It was around 1am when Ed Daffarn woke to the sound of an alarm on the 16th floor of Grenfell Tower. He didn’t get out of bed at first. His neighbour had probably burned some toast, he concluded sleepily. Five minutes later, however, he heard shouting in the communal hallway. At 1am, he thought to himself? Something was up. He wandered out of his bedroom, opened the front door and was confronted with thick plumes of smoke.
“I closed the door and thought to myself, the advice we’ve been given is to stay put,” Daffarn says, recalling the harrowing night that a blaze ripped through his Grenfell home. Whether to stay or whether to go? At that precise moment, Daffarn’s mobile started to ring. It was his neighbour – not inside his flat burning a midnight snack, but outside the 24-storey building, standing on the pavement shouting up at the flames. “Get out,” he yelled, “get the fuck out.”
Wrapping a wet towel around his mouth, Daffarn tried to leave, but the smoke was overwhelming him and he struggled to find the stairs. In that split second between cognisance and unconsciousness, when the towel was dropped, Daffarn felt a pair of hands grip his legs. He was being pulled. “I had a miraculous escape,” he says, nearly five years to the day that he was rescued. “The firefighter that got me out said there was a million to one chance that they found me.”
When a person’s wellbeing is so closely linked to getting truth and justice, it’s hard to move on, Daffarn says. “I’ve always described the fire as a tragedy in three acts: the way we were treated before the fire, the way we were treated on the night of the fire, and then the aftermath, being abandoned in the streets.” That sense of abandonment still prevails. “What happened at Grenfell was entirely predictable,” he says with a surety that wasn’t acquired with the benefit of hindsight.
Daffarn lived in Grenfell Tower for 20 years and raised complaints about the building’s fire safety time and time again. Eight months before the fire would claim the lives of 72 of his fellow residents, he wrote on the Grenfell Action blog, a website which he co-founded: “Anyone who witnessed the recent tower block at Shepherds Court, in nearby Shepherd’s Bush, will know that the advice to remain in our properties would have led to certain fatalities and we are calling on our landlord to reconsider the advice that they have so badly circulated.” And it wasn’t just the emergency ‘stay put’ advice they had been given. There was the door that had remained unfixed. There were the concerns about escape routes in the event of an emergency.

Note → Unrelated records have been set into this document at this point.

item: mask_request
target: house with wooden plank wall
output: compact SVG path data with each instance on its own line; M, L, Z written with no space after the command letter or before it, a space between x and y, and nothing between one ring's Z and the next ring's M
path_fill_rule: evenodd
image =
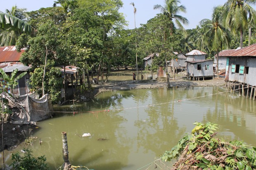
M17 75L27 71L27 74L18 80L18 85L13 90L13 95L21 95L29 92L28 83L30 77L28 71L31 67L24 65L19 62L21 54L25 50L22 49L21 52L19 53L16 49L15 46L0 47L0 68L9 76L16 69L18 71Z
M194 50L187 56L187 78L193 80L213 79L213 60L206 60L206 54Z
M230 89L239 88L242 95L256 95L256 44L240 49L221 51L226 57L225 80Z

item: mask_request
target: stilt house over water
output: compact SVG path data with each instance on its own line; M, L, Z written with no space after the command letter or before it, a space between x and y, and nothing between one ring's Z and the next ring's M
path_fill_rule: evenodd
M242 90L242 95L248 97L253 91L256 95L256 44L241 49L221 51L219 56L227 57L226 77L229 88L235 90L237 86ZM233 86L233 87L232 87Z
M20 53L18 53L16 49L15 46L0 47L0 68L2 68L9 76L16 69L18 71L17 75L27 71L27 74L18 80L18 85L12 90L13 95L24 95L29 92L28 83L30 76L28 70L31 67L24 65L19 62L21 54L25 50L22 49ZM10 93L9 88L8 90Z
M196 49L186 54L187 78L193 80L213 79L213 60L206 60L206 54Z

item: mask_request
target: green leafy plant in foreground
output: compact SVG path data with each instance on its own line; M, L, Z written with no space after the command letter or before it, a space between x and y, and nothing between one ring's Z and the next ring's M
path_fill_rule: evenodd
M47 165L45 163L46 158L44 156L35 157L31 154L31 150L24 149L24 152L17 152L12 154L11 165L12 169L15 170L48 170ZM21 155L24 154L24 156Z
M195 122L191 134L186 134L162 159L178 159L172 170L244 170L256 168L256 147L243 142L227 142L215 137L217 124Z

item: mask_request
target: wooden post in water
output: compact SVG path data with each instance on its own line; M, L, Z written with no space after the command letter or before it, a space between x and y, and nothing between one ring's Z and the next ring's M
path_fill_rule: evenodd
M229 82L226 82L226 91L228 91L228 90L229 89Z
M254 87L254 100L255 100L255 95L256 95L256 87Z
M249 93L249 85L247 85L247 94L246 94L246 98L248 98L248 94Z
M62 154L64 163L62 165L64 170L69 170L71 164L69 160L69 149L68 149L68 141L66 137L66 132L62 132Z

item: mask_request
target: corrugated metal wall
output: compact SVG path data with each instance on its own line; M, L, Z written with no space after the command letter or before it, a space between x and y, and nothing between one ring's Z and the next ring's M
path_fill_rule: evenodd
M251 57L230 57L228 70L226 70L226 78L231 82L244 83L256 86L256 58ZM232 64L249 67L248 74L232 72Z

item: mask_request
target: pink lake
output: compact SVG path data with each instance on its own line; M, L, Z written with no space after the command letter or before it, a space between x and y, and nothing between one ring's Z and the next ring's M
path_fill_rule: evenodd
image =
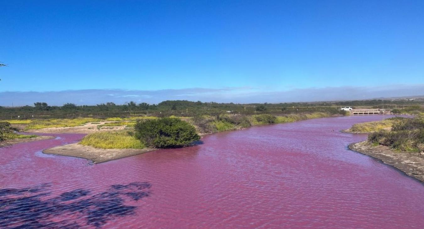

Despite being made to feel like a troublemaker in the years that preceded the fire, Daffarn truly believed that the shock of what had happened would act as some kind of catalyst for societal change. Hopes were pinned on the government’s social housing white paper – commissioned in the aftermath of the blaze – and on real reform that would finally offer millions of tenants better protections. Yet only last month, bereaved relatives were reported to be “enraged” by the government’s plans to keep the controversial ‘stay put’ policy in place, a decision that goes against the recommendation from Phase 1 of the Grenfell Tower Inquiry.